| BTS Bautrocknung |
Unterdruckverfahren | Das Unterdruckverfahren, auch als Vakuum- oder Saugverfahren bekannt, wird unter anderem eingesetzt, wenn Geruchsemmissionen extrem hoch sind oder die Feuchtigkeit über eine sehr lange Zeit eingewirkt hat und dadurch mit einem erhöhten Mikrobillen-Befall (Stäube, Fasern und Sporen) zu rechnen ist.

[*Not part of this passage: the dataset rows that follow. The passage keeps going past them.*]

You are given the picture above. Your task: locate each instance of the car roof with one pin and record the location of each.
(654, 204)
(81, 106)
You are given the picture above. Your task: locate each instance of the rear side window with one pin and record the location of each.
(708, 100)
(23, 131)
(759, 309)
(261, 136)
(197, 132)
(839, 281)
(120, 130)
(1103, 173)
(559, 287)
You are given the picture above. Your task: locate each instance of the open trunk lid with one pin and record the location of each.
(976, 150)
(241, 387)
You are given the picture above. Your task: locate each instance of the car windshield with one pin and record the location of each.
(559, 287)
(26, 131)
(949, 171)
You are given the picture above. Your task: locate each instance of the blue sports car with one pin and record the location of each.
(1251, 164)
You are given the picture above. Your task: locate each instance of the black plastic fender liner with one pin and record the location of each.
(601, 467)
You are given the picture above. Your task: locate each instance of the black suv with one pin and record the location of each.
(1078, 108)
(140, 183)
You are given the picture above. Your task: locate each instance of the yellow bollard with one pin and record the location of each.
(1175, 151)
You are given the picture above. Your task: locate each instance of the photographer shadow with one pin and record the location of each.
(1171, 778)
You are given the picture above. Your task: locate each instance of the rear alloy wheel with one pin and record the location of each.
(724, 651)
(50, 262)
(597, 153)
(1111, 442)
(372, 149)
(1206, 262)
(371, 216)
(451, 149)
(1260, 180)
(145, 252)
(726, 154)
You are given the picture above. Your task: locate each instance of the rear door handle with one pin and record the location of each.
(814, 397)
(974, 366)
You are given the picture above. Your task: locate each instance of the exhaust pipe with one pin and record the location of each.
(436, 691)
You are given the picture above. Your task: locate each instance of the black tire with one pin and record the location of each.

Diese Gerüche, Fasern etc. werden im Vakuumverfahren im Gerät zurückbehalten und nicht in den Raum abgegeben. Dieses Verfahren wird auch speziell in empfindlichen Trocknungsobjekten wie Klinik-OP-Räumen, Altersheimen, Lebensmittelgeschäften, Schulräumen oder Kindergärten angewendet.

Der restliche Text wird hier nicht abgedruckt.